Storage Classes, Storage Class Delegates, and Formatters¶
Formatters and storage class delegates provide the interface between Butler and the python types it is storing and retrieving. A Formatter is responsible for serializing a Python type to an external storage system and reading that serialized form back into Python. The serialization can be stored to a local file system or cloud storage or even a database. It is possible for a formatter to be globally configured to use particular parameters on write. On retrieval of datasets read parameters can be used that can, for example, return only a subset of the data.
Storage class delegates are used to disassemble and reassemble composite datasets and can also be used to process read parameters that adjust how the retrieved dataset might be modified on get.
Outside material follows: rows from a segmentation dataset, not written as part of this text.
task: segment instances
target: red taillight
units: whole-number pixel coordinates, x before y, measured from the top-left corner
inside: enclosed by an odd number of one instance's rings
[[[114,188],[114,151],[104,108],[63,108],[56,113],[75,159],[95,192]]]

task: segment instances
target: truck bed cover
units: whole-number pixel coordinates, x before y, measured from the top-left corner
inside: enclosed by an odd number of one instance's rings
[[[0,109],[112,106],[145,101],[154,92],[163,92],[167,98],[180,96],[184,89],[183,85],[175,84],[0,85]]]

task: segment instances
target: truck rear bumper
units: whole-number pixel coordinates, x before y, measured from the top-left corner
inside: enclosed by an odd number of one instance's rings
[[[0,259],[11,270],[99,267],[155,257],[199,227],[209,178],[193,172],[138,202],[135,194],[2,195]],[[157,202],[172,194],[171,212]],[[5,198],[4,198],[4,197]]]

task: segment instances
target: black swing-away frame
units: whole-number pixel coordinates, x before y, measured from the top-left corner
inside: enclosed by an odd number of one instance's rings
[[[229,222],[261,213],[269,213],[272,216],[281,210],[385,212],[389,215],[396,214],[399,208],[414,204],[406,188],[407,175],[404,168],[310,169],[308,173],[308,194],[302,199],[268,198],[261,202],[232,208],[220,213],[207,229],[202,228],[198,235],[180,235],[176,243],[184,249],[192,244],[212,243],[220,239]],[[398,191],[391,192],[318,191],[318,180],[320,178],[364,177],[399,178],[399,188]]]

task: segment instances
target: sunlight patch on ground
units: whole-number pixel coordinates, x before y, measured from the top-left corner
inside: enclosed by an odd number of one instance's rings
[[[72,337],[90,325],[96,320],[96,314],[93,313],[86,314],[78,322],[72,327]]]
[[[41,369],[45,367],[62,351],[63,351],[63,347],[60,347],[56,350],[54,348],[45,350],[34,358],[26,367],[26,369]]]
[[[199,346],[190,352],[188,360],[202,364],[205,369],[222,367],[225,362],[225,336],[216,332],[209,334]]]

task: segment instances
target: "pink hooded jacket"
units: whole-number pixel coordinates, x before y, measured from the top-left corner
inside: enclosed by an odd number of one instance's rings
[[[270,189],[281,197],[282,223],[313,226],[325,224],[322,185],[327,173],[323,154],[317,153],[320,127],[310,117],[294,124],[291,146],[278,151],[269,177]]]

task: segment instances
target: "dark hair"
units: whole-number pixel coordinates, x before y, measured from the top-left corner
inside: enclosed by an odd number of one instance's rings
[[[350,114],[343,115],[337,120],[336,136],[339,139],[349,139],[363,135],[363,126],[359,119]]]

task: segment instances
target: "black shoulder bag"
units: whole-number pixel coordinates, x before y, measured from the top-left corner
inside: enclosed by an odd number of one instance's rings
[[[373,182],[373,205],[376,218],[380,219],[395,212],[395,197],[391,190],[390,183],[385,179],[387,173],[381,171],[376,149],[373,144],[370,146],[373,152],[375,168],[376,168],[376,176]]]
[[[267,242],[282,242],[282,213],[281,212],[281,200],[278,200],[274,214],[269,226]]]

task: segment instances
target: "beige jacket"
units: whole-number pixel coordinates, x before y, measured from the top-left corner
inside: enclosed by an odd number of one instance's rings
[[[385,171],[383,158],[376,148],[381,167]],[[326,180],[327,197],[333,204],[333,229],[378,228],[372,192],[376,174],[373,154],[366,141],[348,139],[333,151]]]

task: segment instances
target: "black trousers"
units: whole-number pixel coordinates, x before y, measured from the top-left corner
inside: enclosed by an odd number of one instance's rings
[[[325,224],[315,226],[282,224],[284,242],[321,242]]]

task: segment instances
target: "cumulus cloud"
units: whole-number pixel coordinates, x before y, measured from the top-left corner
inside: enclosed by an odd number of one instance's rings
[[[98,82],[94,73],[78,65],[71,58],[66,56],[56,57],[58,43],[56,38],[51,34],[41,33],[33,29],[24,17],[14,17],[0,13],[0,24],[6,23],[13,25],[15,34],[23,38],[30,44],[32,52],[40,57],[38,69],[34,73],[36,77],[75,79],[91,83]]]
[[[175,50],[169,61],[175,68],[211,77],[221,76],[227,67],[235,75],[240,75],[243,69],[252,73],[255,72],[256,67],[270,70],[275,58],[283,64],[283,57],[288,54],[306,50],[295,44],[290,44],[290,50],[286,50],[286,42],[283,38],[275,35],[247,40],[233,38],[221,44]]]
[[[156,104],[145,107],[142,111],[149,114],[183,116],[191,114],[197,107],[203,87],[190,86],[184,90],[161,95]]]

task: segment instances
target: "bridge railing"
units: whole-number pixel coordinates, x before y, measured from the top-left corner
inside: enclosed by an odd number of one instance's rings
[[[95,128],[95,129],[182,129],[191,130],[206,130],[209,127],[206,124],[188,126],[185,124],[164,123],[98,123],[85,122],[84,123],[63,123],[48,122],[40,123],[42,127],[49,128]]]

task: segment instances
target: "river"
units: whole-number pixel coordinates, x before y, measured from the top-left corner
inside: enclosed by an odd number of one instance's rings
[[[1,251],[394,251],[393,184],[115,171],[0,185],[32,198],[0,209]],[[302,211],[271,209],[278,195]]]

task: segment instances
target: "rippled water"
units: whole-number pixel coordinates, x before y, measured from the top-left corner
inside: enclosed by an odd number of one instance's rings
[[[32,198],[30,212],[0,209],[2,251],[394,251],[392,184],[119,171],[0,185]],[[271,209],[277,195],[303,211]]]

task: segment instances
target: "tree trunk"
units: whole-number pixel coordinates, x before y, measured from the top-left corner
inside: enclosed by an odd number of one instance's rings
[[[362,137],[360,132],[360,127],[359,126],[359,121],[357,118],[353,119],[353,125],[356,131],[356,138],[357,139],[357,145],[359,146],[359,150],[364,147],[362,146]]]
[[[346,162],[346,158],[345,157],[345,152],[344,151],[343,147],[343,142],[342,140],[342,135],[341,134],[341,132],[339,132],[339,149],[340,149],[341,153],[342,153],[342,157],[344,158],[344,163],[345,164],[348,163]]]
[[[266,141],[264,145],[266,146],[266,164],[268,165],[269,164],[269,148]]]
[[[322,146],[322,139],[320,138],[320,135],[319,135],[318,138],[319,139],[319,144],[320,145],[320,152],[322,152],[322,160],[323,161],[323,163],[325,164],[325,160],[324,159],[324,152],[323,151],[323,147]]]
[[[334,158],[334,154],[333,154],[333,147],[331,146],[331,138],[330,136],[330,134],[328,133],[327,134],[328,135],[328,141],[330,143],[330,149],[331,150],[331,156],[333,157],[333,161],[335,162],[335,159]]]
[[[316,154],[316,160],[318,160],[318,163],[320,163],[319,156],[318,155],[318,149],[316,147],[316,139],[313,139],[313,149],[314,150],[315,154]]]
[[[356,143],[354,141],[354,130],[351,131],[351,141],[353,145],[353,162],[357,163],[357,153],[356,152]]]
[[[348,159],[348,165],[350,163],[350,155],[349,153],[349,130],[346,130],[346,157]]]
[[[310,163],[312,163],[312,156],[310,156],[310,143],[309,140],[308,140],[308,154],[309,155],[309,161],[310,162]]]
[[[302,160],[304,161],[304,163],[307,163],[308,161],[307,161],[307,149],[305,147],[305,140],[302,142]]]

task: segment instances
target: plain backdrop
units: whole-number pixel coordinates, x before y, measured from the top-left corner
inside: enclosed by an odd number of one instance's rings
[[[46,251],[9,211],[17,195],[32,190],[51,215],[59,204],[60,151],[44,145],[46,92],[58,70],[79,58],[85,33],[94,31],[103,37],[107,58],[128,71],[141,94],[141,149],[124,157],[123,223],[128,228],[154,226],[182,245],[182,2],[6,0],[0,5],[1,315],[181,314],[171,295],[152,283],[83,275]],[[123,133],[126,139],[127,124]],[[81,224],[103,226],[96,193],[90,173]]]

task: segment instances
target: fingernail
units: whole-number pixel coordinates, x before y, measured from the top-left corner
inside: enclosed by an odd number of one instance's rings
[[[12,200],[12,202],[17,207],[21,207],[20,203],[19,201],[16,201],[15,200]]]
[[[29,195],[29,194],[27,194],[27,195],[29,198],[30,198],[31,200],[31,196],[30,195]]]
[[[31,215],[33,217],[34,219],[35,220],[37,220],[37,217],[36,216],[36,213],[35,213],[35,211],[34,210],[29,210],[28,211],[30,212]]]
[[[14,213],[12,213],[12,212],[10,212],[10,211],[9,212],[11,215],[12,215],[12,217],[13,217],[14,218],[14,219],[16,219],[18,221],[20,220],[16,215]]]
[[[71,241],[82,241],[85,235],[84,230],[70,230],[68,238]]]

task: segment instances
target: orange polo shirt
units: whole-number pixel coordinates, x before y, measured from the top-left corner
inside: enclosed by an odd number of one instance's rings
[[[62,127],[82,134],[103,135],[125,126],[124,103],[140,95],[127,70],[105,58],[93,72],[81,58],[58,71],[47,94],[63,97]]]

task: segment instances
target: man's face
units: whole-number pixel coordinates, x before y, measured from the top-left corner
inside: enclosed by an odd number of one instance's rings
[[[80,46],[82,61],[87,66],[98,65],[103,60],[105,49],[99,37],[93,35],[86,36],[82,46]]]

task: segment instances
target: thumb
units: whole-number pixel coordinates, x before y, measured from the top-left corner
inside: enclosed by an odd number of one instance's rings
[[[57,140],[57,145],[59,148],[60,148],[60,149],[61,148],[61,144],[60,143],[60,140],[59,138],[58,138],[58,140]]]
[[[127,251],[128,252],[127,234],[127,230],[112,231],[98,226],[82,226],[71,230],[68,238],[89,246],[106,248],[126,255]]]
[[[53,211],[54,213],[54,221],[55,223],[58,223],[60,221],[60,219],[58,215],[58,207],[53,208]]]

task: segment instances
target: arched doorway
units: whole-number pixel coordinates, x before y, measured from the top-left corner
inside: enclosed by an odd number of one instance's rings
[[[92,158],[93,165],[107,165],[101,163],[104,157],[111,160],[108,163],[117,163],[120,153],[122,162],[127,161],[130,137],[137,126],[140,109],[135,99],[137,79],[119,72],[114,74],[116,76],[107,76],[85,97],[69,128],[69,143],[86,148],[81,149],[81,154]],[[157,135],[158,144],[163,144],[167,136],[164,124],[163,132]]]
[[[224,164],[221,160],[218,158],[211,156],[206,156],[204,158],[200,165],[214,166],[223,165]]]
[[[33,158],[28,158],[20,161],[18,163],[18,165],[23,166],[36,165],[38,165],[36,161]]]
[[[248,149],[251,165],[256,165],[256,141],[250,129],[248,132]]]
Deciding which formatter or delegate to use is controlled by the storage class and corresponding dataset type.
When discussing configuration below, the default configuration values can be inspected at
$DAF_BUTLER_DIR/python/lsst/daf/butler/configs (they can be accessed directly as Python package resources) and current values can be obtained by calling
butler config-dump on a Butler repository.
For example, this will list the formatter section of a butler configuration (assuming a single file-based datastore is in use):
butler config-dump --subset .datastore.formatters ./repo-dir
A Storage Class is fundamental to informing Butler how to deal with specific Python types.
DatasetType is associated with a
StorageClass when it is defined (usually as part of a pipeline configuration).
This storage class declares the Python type, any components it may have (derived or read-write), and a delegate that can be used to process read parameters and do assembly.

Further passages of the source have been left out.